The new Fees Law introduces a system of charges for individuals filing legal procedures - ranging from 100 to 1,200 euros. A Socialist government had abolished a similar system in 1986 to facilitate equal access to the law courts.

MEDICS AND THE LAW. At least 2,200 doctors and nurses have said they will ignore legislation introduced in July that excludes people without residency permits from access to free healthcare, except in emergencies.

Madrid GP Mar Sacristán says the government decision contravenes medical ethics. "There is no way I am going to stop providing a public service. I treat people on the basis of their health, and not their social status or designation by the bureaucracy," she says.

"This measure will increase inequality and drive a wedge through our society, weakening us all," she adds.

Sacristán has continued to treat men and women in Spain without residency permits who turn up at her health center without an appointment.

The Spanish Society for Family and Community Medicine is coordinating the protest. The organization says it will continue to campaign to have the law reversed.
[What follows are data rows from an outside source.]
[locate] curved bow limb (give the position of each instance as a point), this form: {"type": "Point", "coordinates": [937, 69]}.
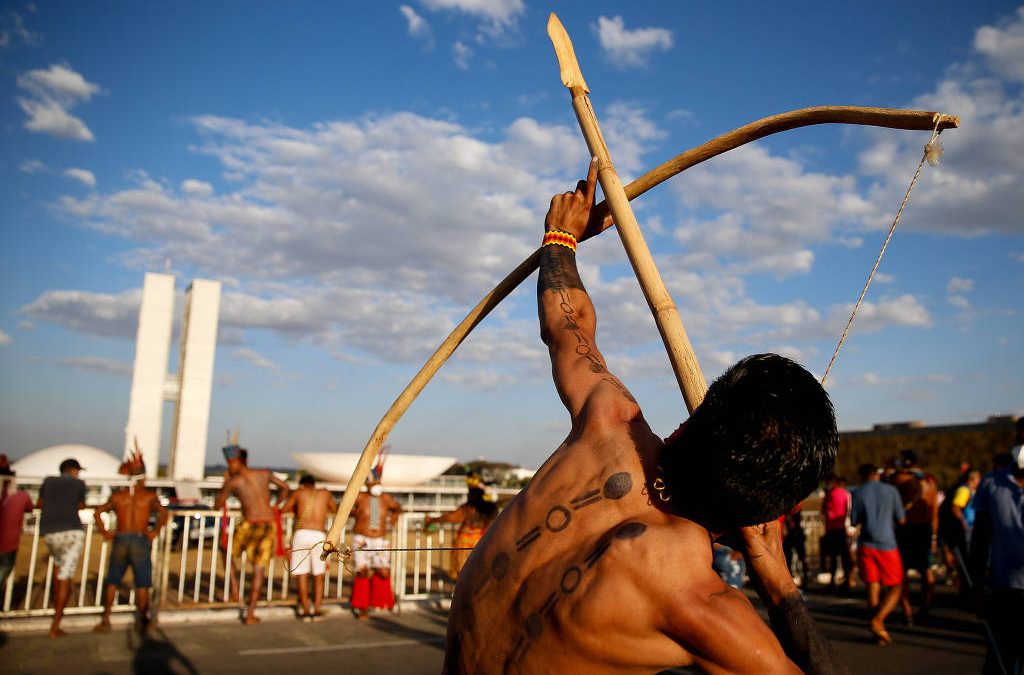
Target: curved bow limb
{"type": "Point", "coordinates": [877, 117]}
{"type": "Point", "coordinates": [670, 325]}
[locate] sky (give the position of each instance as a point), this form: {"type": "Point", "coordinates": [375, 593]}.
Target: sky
{"type": "Point", "coordinates": [358, 175]}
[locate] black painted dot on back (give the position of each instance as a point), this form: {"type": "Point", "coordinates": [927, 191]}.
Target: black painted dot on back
{"type": "Point", "coordinates": [617, 486]}
{"type": "Point", "coordinates": [631, 531]}
{"type": "Point", "coordinates": [500, 566]}
{"type": "Point", "coordinates": [558, 518]}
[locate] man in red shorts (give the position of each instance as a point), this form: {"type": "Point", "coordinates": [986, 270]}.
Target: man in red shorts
{"type": "Point", "coordinates": [877, 509]}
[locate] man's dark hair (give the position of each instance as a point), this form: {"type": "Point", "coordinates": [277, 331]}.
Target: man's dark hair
{"type": "Point", "coordinates": [763, 438]}
{"type": "Point", "coordinates": [69, 464]}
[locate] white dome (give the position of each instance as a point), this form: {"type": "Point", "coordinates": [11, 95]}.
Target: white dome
{"type": "Point", "coordinates": [46, 462]}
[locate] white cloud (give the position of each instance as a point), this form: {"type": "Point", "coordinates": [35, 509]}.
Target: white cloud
{"type": "Point", "coordinates": [630, 48]}
{"type": "Point", "coordinates": [50, 94]}
{"type": "Point", "coordinates": [762, 212]}
{"type": "Point", "coordinates": [197, 187]}
{"type": "Point", "coordinates": [94, 365]}
{"type": "Point", "coordinates": [418, 26]}
{"type": "Point", "coordinates": [871, 379]}
{"type": "Point", "coordinates": [960, 285]}
{"type": "Point", "coordinates": [630, 134]}
{"type": "Point", "coordinates": [96, 313]}
{"type": "Point", "coordinates": [904, 310]}
{"type": "Point", "coordinates": [496, 14]}
{"type": "Point", "coordinates": [958, 301]}
{"type": "Point", "coordinates": [478, 378]}
{"type": "Point", "coordinates": [461, 53]}
{"type": "Point", "coordinates": [255, 359]}
{"type": "Point", "coordinates": [84, 176]}
{"type": "Point", "coordinates": [32, 166]}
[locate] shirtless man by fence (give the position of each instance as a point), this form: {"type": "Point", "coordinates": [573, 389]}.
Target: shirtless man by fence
{"type": "Point", "coordinates": [310, 506]}
{"type": "Point", "coordinates": [603, 562]}
{"type": "Point", "coordinates": [132, 543]}
{"type": "Point", "coordinates": [256, 533]}
{"type": "Point", "coordinates": [375, 512]}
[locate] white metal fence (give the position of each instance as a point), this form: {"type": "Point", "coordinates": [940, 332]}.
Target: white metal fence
{"type": "Point", "coordinates": [193, 567]}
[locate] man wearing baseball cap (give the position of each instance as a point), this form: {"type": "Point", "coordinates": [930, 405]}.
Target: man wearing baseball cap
{"type": "Point", "coordinates": [59, 500]}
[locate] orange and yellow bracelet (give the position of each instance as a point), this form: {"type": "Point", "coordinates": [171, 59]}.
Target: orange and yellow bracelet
{"type": "Point", "coordinates": [559, 238]}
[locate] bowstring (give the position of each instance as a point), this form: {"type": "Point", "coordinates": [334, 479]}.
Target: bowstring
{"type": "Point", "coordinates": [344, 556]}
{"type": "Point", "coordinates": [933, 151]}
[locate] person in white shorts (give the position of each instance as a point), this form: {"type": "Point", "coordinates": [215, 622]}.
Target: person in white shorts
{"type": "Point", "coordinates": [60, 498]}
{"type": "Point", "coordinates": [310, 506]}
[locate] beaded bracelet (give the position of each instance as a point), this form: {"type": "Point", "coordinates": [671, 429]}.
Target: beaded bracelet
{"type": "Point", "coordinates": [559, 238]}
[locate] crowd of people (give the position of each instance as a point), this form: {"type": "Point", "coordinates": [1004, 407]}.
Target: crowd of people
{"type": "Point", "coordinates": [264, 499]}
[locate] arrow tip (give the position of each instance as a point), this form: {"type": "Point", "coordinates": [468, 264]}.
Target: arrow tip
{"type": "Point", "coordinates": [571, 76]}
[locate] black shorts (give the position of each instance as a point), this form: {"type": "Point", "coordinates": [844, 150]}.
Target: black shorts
{"type": "Point", "coordinates": [914, 542]}
{"type": "Point", "coordinates": [834, 543]}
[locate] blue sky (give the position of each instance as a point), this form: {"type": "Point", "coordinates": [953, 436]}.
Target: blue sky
{"type": "Point", "coordinates": [359, 174]}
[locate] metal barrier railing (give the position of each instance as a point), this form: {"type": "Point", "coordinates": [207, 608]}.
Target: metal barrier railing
{"type": "Point", "coordinates": [193, 567]}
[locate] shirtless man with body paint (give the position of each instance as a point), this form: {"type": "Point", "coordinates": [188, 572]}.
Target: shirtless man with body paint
{"type": "Point", "coordinates": [256, 531]}
{"type": "Point", "coordinates": [603, 563]}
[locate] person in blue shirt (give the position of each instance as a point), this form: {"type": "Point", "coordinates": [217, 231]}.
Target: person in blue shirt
{"type": "Point", "coordinates": [878, 509]}
{"type": "Point", "coordinates": [997, 548]}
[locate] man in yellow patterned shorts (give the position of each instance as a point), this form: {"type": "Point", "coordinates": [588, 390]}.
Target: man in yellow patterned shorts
{"type": "Point", "coordinates": [256, 533]}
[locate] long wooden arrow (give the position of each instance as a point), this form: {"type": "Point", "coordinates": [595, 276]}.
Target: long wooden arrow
{"type": "Point", "coordinates": [880, 117]}
{"type": "Point", "coordinates": [670, 325]}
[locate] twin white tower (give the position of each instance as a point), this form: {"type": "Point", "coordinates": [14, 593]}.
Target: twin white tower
{"type": "Point", "coordinates": [189, 388]}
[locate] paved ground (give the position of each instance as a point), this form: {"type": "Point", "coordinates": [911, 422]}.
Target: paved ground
{"type": "Point", "coordinates": [413, 641]}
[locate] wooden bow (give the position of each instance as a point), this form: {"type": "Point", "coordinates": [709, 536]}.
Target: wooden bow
{"type": "Point", "coordinates": [878, 117]}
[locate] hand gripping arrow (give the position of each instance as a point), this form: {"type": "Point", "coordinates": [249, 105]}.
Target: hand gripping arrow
{"type": "Point", "coordinates": [684, 362]}
{"type": "Point", "coordinates": [880, 117]}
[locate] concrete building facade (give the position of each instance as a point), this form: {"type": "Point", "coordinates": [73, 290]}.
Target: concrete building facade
{"type": "Point", "coordinates": [189, 388]}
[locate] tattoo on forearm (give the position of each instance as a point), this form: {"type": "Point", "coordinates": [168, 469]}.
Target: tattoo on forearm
{"type": "Point", "coordinates": [558, 270]}
{"type": "Point", "coordinates": [584, 347]}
A citizens' campaign to protect the public health service is being coordinated through the Yo sí Sanidad Universal (I back universal healthcare) movement.

OPEN-AIR LECTURES. Last summer the government announced the biggest single hike in university tuition fees, which was swiftly followed by cuts to the education budget. Academics and alumni have since staged protests.

In Madrid, students at the Autónoma University interrupted the official inauguration of the academic year. Other measures, such as presenting tuition fee forms en masse so as to slow down the payment process, or refusing to attend lectures that would have been given by teaching staff who have since been laid off, have largely failed.

At the beginning of the academic year, around 100 teachers from Madrid's Complutense University decided to hold their lectures in the open air, heading for public squares, parks, and the grounds of historic buildings to protest the cuts.

They then descended on the Puerta del Sol, scene of so many protests over the last two years, to sing the Complutense's alma mater, promising to return on March 9 with students and staff from the UNED distance learning university, as well as the Science Council.